Mary O'Connor exits KPMG after being passed over for CEO role
KPMG’s leadership woes refuse to die down, after the company’s most senior female employee announced her exit from the firm – having been passed over in the race to become its next UK leader. O’Connor was reportedly excluded from the partner vote to choose the firm’s replacement of disgraced former Senior Partner Bill Michael, despite her replacing him on an interim basis for the previous two months.
In February 2021, KPMG veteran Bill Michael suffered a spectacular fall from grace, after comments surfaced from a conference call to the Big Four firm’s 1,500-strong financial services consulting team. During a wide-ranging tirade, Michael reportedly told staff to “stop moaning” about long working hours during the pandemic, before calling the concept of unconscious bias training – aimed at reducing unfair treatment to marginalised members of the workforce such as BAME staff or women – “complete crap.”
As KPMG looked to fire multiple fires, the firm announced an investigation into Michael, and soon after he announced his resignation. In a move which initially helped to quell some of the criticism levelled at the audit and advisory giant’s internal culture, KPMG then installed two women at the head of the firm. While Bina Mehta, a UK board member, assumed the role of Chair, Mary O’Connor – then Head of Clients and Markets – took on Michael’s responsibilities as Senior Partner; or the equivalent of CEO.
With British business newspaper the Financial Times suggesting that the next Senior Partner of KPMG UK would “most likely be female,” O’Connor was heavily touted to completely replace Michael on a permanent basis. However, in a surprise turn of events, KPMG’s board instead decided not to give O’Connor the chance to take up its top role on a permanent basis. It instead put forward the eventual appointee – Head of Audit Jon Holt – as the only candidate in a rubber-stamp partner vote. He took office after being elected unopposed in April.
Soon after, it emerged on Sky News that the first woman to head up a Big Four professional services firm was in advanced negotiations to leave the firm, having been unexpectedly passed over for the top job. While the firm initially claimed O’Connor was considering her options for future roles, late in April, it was confirmed by the Financial Times that partners at KPMG UK were told O’Connor was to leave the firm.
O’Connor commented, “I am privileged to have been able to make a significant contribution to rebuilding the trust in our business and to help set it on the path to even greater future growth. However, I have decided that my corporate experience and approach are now best suited to a leadership role outside of the firm.”
While Holt’s stint running the firm day-to-day as chief executive is set to run until the end of September 2025, Mehta, the first woman to Chair the firm’s UK board, will see her remit end in February 2022. Speaking on O’Connor’s exit, she said, “Mary has made a significant contribution to KPMG, and we are hugely grateful for the commitment, focus and energy she’s brought to the firm.”
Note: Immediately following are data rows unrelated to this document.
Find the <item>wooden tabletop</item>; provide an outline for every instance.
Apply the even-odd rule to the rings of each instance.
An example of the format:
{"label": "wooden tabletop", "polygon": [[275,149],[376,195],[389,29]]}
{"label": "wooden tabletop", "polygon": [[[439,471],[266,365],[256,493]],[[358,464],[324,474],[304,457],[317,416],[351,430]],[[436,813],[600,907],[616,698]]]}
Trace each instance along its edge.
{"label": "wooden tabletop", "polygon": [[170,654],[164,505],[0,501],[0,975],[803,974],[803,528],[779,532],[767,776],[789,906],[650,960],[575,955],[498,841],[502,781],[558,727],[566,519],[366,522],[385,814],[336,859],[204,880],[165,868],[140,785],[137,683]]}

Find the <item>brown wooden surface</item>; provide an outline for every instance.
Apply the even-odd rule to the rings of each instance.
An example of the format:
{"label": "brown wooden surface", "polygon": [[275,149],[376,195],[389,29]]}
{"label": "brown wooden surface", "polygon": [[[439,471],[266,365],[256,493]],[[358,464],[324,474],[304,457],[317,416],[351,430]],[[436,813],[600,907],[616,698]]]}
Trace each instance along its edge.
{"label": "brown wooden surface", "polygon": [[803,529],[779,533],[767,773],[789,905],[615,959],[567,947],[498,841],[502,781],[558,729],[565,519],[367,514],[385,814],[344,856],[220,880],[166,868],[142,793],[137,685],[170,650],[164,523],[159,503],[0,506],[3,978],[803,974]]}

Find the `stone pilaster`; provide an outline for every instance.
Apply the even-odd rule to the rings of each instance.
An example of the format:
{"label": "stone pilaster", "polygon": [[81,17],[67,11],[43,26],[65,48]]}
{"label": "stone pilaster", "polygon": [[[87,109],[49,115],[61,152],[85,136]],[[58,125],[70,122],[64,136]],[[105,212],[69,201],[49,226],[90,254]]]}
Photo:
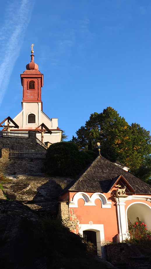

The brief stint of O’Connor to interim CEO represented a temporary boost to gender equality at the firm. Less than a quarter of partners with KPMG are women, while her exit takes the firm’s board back to a 50:50 split of men and women. Women had previously outnumbered men on the board – something highly unusual in large firms like KPMG.
Not surprisingly, the news has prompted a good deal of controversy on social media. The Women's Organisation – which campaigns for equality in employment and education – stated on Twitter, “Oh my word @KPMG did you find just any old bloke to take the role?” Elsewhere, Strategic HR Consultant David Prunell-Friend tweeted that the glass ceiling at the Big Four “seems to rather be Concrete Ceiling.”
Meanwhile, Maja Korica, Associate Professor of Management and Organization at Warwick Business School, took to LinkedIn to argue, “[When Mehta and O’Connor were appointed] I raised the question of whether this was a 'poisoned chalice' situation, in that the way of their appointment was likely to already hold them back from making meaningful changes to the company's culture. As it happens, even in that I was too optimistic. The company decided to go with the status quo, with the board foregoing an open election and so denying Mary O'Connor even the chance to compete openly for the position.”
KPMG has not commented further on the matter at the time of writing.